Eine Behandlung mit Insulin ist zu keinem Zeitpunkt der Erkrankung falsch. Es kann auch bereits bei der Diagnosestellung Insulin eingesetzt werden. Vereinzelte Betroffene wünschen dies auch so.
- Schlechte Stoffwechselkontrolle trotz korrekter Ernährung und Behandlung mit (oralen) Antidiabetika
- Symptome von hohem Blutzucker wie Müdigkeit, Muskelschwäche, hohe Trinkmenge, Niedergeschlagenheit
- Unbeabsichtigter Gewichtsverlust durch eine hohe Zuckerausscheidung im Urin
- Wiederholte Infekte vor allem der Haut und Schleimhäute; Scheidenpilz, Entzündungen der Vorhaut und Eichel, Blasenentzündungen
- Lange Diabetesdauer
- (Verdacht auf) Typ-1-Diabetes
- Gänzlicher Wirkungsverlust der Medikamente.

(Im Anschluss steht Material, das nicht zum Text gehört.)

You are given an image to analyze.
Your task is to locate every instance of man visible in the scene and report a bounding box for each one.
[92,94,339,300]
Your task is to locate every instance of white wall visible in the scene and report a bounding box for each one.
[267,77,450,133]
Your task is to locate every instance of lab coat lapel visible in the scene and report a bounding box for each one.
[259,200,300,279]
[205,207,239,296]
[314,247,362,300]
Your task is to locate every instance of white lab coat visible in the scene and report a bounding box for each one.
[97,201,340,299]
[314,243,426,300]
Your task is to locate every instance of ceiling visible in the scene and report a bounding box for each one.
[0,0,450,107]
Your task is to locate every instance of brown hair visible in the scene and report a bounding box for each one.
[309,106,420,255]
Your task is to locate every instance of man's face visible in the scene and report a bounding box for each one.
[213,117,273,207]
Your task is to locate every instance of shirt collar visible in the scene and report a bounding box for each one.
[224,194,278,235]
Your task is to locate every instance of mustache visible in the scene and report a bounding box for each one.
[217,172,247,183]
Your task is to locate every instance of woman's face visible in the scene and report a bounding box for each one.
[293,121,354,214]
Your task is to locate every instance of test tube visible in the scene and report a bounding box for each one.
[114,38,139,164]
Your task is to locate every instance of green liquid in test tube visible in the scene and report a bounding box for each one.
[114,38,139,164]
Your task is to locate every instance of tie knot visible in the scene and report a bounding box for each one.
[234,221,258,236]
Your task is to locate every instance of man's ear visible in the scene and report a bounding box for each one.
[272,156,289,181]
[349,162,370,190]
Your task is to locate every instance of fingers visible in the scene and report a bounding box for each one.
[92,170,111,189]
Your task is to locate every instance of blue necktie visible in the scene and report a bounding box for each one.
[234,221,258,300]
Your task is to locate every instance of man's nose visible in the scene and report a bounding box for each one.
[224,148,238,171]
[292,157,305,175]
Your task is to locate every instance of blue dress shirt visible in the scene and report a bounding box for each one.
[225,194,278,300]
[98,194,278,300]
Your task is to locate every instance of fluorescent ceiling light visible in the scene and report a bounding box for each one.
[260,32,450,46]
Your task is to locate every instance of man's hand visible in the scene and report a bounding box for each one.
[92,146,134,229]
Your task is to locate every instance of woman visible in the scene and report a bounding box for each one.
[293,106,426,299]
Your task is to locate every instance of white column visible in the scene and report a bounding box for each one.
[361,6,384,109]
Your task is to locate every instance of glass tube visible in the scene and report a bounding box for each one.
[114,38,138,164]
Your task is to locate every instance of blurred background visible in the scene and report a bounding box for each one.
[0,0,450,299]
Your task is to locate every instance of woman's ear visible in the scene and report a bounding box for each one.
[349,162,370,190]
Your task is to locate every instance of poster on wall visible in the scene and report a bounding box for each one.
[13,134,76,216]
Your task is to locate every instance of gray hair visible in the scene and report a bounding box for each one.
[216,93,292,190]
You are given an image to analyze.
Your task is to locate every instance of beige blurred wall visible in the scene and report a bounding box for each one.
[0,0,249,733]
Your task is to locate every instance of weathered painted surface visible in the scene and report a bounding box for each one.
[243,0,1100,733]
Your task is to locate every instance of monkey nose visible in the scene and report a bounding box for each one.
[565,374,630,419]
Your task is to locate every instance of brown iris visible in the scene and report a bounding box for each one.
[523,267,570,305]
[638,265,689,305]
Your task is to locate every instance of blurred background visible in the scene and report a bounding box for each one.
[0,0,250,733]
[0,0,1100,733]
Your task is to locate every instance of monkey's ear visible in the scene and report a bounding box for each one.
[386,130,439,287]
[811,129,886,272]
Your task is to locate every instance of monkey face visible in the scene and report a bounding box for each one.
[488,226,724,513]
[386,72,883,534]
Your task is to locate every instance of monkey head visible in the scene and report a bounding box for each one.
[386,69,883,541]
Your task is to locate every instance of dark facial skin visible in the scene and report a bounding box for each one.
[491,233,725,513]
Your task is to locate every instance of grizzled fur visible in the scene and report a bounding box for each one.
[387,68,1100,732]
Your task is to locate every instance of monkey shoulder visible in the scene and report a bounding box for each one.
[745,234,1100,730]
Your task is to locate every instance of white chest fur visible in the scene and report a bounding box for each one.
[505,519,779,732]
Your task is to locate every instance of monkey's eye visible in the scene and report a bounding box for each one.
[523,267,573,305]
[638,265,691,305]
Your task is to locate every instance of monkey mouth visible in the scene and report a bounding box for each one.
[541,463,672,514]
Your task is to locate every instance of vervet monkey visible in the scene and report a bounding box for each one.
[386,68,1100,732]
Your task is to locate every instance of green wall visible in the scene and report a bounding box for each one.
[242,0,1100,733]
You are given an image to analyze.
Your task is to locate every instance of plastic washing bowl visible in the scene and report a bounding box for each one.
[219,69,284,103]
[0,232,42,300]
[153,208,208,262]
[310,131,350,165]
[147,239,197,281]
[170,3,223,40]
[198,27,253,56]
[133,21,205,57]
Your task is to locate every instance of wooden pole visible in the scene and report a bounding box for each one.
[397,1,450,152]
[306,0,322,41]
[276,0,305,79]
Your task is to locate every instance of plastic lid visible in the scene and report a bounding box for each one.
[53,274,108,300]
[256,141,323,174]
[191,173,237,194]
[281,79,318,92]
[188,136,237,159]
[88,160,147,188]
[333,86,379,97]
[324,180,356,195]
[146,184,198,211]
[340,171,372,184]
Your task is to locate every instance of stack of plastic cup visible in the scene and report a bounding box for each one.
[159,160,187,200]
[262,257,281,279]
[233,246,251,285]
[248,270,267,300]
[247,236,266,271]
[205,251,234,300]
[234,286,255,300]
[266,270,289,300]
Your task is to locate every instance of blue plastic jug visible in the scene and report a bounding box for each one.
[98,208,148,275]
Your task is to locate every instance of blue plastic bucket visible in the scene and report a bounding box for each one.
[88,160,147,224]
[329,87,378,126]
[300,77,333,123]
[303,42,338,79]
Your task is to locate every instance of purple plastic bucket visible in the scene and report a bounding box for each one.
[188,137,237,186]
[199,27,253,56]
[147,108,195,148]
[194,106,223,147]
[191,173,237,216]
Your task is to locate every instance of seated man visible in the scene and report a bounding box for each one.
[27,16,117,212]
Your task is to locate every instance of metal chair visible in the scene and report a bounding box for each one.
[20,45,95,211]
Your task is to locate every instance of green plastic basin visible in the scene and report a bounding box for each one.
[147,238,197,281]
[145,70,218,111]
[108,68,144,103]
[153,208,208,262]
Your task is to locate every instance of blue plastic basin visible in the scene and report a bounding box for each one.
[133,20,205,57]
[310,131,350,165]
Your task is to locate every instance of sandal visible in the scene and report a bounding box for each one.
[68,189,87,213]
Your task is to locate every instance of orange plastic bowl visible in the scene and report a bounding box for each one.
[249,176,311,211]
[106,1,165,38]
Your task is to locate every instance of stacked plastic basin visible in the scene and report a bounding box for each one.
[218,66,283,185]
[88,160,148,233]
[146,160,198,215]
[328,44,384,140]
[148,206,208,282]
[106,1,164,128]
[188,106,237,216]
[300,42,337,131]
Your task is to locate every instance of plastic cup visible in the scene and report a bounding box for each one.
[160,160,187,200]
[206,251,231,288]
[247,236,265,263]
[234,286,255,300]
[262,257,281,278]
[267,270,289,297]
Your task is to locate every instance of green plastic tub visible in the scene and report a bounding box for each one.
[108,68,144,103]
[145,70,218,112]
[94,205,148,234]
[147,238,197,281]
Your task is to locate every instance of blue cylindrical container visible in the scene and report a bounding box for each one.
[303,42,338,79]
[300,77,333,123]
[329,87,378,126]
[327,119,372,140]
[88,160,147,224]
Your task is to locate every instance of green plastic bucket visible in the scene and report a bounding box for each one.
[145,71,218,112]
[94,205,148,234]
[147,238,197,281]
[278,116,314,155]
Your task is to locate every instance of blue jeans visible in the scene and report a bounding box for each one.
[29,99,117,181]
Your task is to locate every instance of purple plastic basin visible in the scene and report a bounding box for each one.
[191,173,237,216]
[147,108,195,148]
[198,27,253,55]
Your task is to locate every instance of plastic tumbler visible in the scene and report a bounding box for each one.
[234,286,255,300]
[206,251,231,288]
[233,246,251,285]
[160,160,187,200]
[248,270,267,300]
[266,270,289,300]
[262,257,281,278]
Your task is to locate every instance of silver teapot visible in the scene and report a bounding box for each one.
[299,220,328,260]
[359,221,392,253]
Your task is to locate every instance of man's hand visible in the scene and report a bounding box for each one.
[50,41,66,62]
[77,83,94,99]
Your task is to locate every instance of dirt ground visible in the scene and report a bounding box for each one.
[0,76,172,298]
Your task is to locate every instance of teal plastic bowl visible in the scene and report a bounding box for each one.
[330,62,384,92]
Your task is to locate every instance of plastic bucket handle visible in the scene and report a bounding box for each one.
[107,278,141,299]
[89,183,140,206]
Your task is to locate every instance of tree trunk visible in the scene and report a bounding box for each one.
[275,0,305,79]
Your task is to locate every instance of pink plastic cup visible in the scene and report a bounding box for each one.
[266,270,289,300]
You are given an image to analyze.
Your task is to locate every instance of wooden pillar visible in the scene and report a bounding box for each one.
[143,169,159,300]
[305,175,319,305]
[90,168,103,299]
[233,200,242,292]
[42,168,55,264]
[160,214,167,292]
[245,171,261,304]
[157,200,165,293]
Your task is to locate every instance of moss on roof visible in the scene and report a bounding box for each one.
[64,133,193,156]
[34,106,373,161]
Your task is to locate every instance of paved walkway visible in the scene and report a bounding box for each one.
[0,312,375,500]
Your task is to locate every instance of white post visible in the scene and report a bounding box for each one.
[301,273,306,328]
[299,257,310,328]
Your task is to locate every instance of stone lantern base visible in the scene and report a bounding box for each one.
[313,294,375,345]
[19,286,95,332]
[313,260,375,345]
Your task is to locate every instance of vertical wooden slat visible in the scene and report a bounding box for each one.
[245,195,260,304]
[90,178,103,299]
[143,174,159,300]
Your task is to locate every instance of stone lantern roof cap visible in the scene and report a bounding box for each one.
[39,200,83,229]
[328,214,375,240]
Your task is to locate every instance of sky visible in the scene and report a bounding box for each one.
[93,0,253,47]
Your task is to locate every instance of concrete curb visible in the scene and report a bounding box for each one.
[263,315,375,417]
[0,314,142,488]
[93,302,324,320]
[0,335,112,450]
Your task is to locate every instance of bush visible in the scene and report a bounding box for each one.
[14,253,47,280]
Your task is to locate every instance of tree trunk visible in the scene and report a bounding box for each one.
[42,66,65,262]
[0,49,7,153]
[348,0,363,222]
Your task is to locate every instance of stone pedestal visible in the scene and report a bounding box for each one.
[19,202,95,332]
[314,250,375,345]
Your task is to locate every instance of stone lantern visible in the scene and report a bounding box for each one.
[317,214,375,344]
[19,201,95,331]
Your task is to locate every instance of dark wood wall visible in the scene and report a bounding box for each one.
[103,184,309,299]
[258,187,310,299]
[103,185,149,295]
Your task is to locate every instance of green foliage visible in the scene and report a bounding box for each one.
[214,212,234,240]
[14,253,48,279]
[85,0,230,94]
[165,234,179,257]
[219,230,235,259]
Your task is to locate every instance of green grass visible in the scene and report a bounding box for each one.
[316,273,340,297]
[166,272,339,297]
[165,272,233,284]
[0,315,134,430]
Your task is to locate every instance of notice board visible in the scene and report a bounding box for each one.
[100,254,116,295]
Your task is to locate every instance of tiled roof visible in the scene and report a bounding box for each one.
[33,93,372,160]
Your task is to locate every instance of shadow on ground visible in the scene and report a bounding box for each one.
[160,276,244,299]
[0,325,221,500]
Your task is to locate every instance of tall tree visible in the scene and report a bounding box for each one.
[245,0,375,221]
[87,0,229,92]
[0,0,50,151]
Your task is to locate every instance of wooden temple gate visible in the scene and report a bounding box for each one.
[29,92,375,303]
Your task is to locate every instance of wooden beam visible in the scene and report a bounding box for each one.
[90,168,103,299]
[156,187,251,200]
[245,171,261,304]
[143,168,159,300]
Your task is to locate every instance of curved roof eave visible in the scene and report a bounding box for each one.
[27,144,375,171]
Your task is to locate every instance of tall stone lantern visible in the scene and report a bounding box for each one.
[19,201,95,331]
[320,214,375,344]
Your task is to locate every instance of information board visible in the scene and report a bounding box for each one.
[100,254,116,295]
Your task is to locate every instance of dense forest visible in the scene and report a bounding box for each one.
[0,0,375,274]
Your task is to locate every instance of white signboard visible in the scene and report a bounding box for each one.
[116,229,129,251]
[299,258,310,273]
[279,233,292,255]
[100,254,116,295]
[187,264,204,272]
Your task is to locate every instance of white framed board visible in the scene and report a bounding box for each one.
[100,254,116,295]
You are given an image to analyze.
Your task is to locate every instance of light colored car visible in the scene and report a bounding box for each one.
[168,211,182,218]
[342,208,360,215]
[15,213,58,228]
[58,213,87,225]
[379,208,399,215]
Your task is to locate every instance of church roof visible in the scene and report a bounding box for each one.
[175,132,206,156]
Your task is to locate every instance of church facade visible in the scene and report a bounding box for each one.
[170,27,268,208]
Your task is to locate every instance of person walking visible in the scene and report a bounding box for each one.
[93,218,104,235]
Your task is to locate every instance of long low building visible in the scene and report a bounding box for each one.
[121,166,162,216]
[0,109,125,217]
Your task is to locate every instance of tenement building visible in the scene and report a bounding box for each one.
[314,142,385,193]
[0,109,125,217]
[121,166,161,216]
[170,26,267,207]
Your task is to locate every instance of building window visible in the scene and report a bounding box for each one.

Dies lässt sich einfach testen: Obwohl die Betroffenen – nach Rücksprache mit der Ärztin oder dem Arzt! – die Diabetesmedikamente weglassen, steigt der Blutzucker nicht noch weiter an.
- Akuter Herzinfarkt (für mindestens 3 Monate nach dem Infarkt)
- Schmerzhafte Neuropathie (Nervenschädigung aufgrund dauerhaft erhöhter Blutzuckerwerte, daraus resultieren brenndende, bohrende Schmerzen, Ameisenlaufen, Taubheitsgefühl bis hin zu einer verringerten Schmerz- und Temperaturempfindlichkeit)
Am häufigsten braucht es eine Insulintherapie, wenn die vernünftig und individuell festgelegten Therapieziele mit den zur Verfügung stehenden Medikamenten und den für den Einzelnen möglichen Massnahmen bezüglich Lebensstil nicht erreicht werden.
Zudem ist bei der Diagnosestellung nicht immer bereits klar, ob ein Typ-1- oder ein Typ-2-Diabetes vorliegt. Manchmal kann man dies mit einer speziellen Blutuntersuchung feststellen. Zuweilen lässt sich die Diagnose aber erst rückblickend stellen aufgrund des Krankheitsverlaufs. Immerhin rund zehn Prozent aller im Erwachsenenalter neu entdeckten Diabetikerinnen und Diabetiker haben einen Typ- 1-Diabetes. Ein entsprechender Verdacht kommt insbesondere bei schlanken Menschen, bei schlechtem oder gänzlich fehlendem Ansprechen auf orale Antidiabetika, bei negativer Familienanamnese und bei Fehlen von hohem Blutdruck oder Fettstoffwechselstörungen auf. Typ-1-Betroffene bedürfen immer einer Insulintherapie.
Gelegentlich wird eine Insulintherapie bewusst nur zeitlich begrenzt eingesetzt:
- Bei einer Krankheit oder einer Operation besteht ein erhöhter Insulinbedarf
- Während einer Cortisontherapie ist die Insulinresistenz stark erhöht
- In der zweiten Hälfte einer Schwangerschaft braucht die werdende Mutter immer mehr Insulin. Die Stoffwechselkontrolle muss zum Wohl des Kindes optimal sein – dies wird am besten erreicht mit einer Insulintherapie
Finden diese Ausnahmesituationen ein Ende, kann das Insulin auf Wunsch wieder gestoppt werden.
Karl Scheidegger war während 30 Jahren Spezialarzt für Diabetes und Hormonkrankheiten in einer eigenen Praxis in St. Gallen. Parallel zu seiner ärztlichen Tätigkeit ist er Redaktor des «D-Journals», der offiziellen Zeitschrift der Organisation «diabetessschweiz».